Getting There from Nowhere
Can you become a designer with little to no formal training? Certainly, but don’t expect it to be simple. Much of your potential for success depends on how hard you try.
I didn’t get a degree in design because I initially thought I wanted to go into advertising. That idea lasted about a semester. I later decided I wanted to be a filmmaker and changed my major before realizing I had developed a love for graphic design. The broadness of my major allowed me to direct my focus in more of a design direction, but it was still difficult to fit many helpful classes into my schedule.
By my senior year, I was taking on unpaid projects wherever I could get them and had completed two summer design internships. I loved what I was doing. When I graduated, I focused more on acquiring a paying client base and began building a business.

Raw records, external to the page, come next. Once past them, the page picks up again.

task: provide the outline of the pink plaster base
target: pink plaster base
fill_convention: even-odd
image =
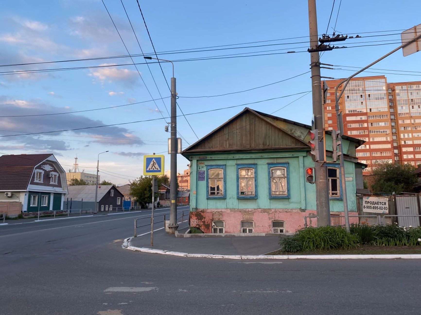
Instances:
[[[332,213],[343,216],[343,213]],[[356,215],[355,213],[350,215]],[[241,222],[251,220],[254,222],[254,232],[256,233],[272,233],[272,221],[280,220],[285,222],[285,230],[287,233],[294,233],[304,227],[304,217],[316,216],[314,210],[306,211],[299,209],[197,209],[190,213],[190,226],[200,228],[205,233],[212,233],[212,221],[222,220],[225,222],[226,233],[241,233]],[[357,223],[358,218],[349,218],[350,223]],[[332,225],[344,224],[344,218],[332,219]],[[317,226],[317,218],[307,218],[307,225]]]

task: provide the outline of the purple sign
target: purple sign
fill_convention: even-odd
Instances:
[[[204,171],[197,171],[197,180],[199,181],[205,180]]]

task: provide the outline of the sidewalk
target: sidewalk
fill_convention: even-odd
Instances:
[[[179,224],[180,233],[187,231],[187,222]],[[151,247],[150,233],[132,238],[130,245],[190,254],[261,255],[279,249],[278,242],[277,236],[176,238],[163,229],[154,232],[153,247]]]

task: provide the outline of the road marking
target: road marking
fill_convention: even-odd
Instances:
[[[130,286],[112,286],[104,290],[104,292],[146,292],[158,291],[156,286],[132,287]]]
[[[230,262],[230,264],[264,264],[266,265],[273,265],[273,264],[282,264],[282,261],[247,261],[244,262]]]
[[[163,213],[159,213],[159,214],[166,214],[169,213],[169,212],[163,212]],[[148,216],[150,216],[150,215],[146,215],[146,217],[147,217]],[[0,236],[0,238],[1,238],[1,237],[8,237],[8,236],[13,236],[13,235],[20,235],[20,234],[26,234],[27,233],[33,233],[34,232],[42,232],[43,231],[49,231],[50,230],[55,230],[55,229],[56,229],[57,228],[71,228],[71,227],[74,227],[74,226],[81,226],[86,225],[87,224],[93,224],[93,223],[101,223],[101,222],[108,222],[109,221],[115,221],[115,220],[125,220],[126,219],[136,218],[141,218],[142,217],[145,217],[145,215],[141,215],[141,216],[140,216],[129,217],[128,218],[119,218],[118,219],[111,219],[111,220],[102,220],[102,221],[96,221],[95,222],[89,222],[88,223],[84,223],[83,224],[74,224],[73,225],[68,225],[68,226],[59,226],[59,227],[56,227],[56,228],[44,228],[44,229],[43,229],[43,230],[35,230],[34,231],[27,231],[26,232],[21,232],[20,233],[15,233],[14,234],[8,234],[7,235],[1,235],[1,236]],[[149,232],[149,233],[150,233],[150,232]]]

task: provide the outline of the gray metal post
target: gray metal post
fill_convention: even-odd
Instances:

Throughout the process I learned quite a bit. The following are my tips on how to get there from nowhere.
- Read and research. You won’t get anywhere without a working knowledge of the field, so read everything you can find on it. I read multiple design blogs like this one daily, have a subscription to HOW magazine, and pick up design-related books. If I have a question about anything, I research until I feel comfortable with the knowledge I’ve gained.
- Ask questions. During my internships, I was able to work with designers first hand. I took every opportunity to ask them about their work and learned a lot from them. Don’t be afraid to ask! Most are happy to share their knowledge with you.

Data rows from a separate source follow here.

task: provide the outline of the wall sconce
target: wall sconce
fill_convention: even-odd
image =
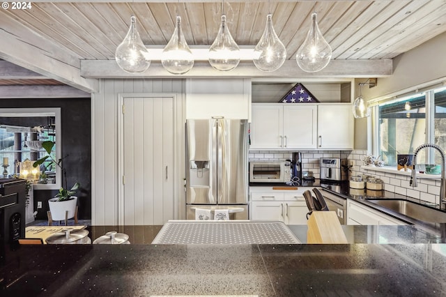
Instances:
[[[367,103],[362,98],[361,88],[362,88],[362,86],[376,86],[376,79],[373,79],[372,81],[371,81],[370,79],[367,79],[365,82],[360,82],[359,86],[360,96],[355,99],[353,105],[353,116],[355,116],[355,119],[366,118],[370,116],[370,107],[367,106]]]

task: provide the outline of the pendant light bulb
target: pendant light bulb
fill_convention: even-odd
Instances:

- Experiment. The best way to learn (at least for me) is to try something yourself. I often download trial versions of software with which I am unfamiliar in order to learn them. I recently learned how to screen print, and I am also currently finishing my first painting. Experimenting not only teaches you new skills, it also improves your creative ability.
- Sketch. One thing that most designers seem to agree on is that sketching is very important. It helps you to organize and make tangible your ideas, develop a concept, and practice your drawing skills.

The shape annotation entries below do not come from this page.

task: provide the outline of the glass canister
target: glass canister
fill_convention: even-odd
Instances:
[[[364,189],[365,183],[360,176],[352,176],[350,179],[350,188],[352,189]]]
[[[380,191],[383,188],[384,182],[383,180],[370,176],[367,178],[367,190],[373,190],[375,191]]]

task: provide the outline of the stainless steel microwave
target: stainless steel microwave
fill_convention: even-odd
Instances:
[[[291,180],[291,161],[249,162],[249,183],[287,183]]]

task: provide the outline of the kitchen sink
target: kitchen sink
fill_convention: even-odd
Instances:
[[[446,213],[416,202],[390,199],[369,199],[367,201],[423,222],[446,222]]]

- Work for free. It is doubtful that you will find paid work with no formal training or experience. Unlike graphic design students, you probably don’t have a portfolio of school projects to show what you can do. The best way to build one is to do unpaid work. I was lucky to have artistic friends in bands and filmmaking, so I designed shirts, fliers, album art, one-sheet posters, etc. for them. Another great way is to do an internship with a design agency, or even a local magazine. If you are confident in your ability, look for a place where you can make a difference; if you are not, look for a place that can teach you.
- Do one thing best. It’s okay to have a broad range of abilities and interests. Chances are if you want to be a designer, you do. But in my experience, it isn’t a good idea to spread yourself too thinly. Know what you are best at (extra points if you enjoy it), and develop it most.
- Have a goal. Where do you want to take this design hobby of yours? Will it remain a hobby, or do you want to develop it into a business? It is important to know first where you want to go, then work toward getting there. Aimless often equals stagnant.
- Stay focused. It is easy for me to get excited about a new medium or skill and lose sight of my goal or specialty. Not long ago, I often found myself distracted by new prospects and unable to be productive. I’ve since made a schedule for myself to ensure that I focus most of my time on graphic design with some extra time for other projects.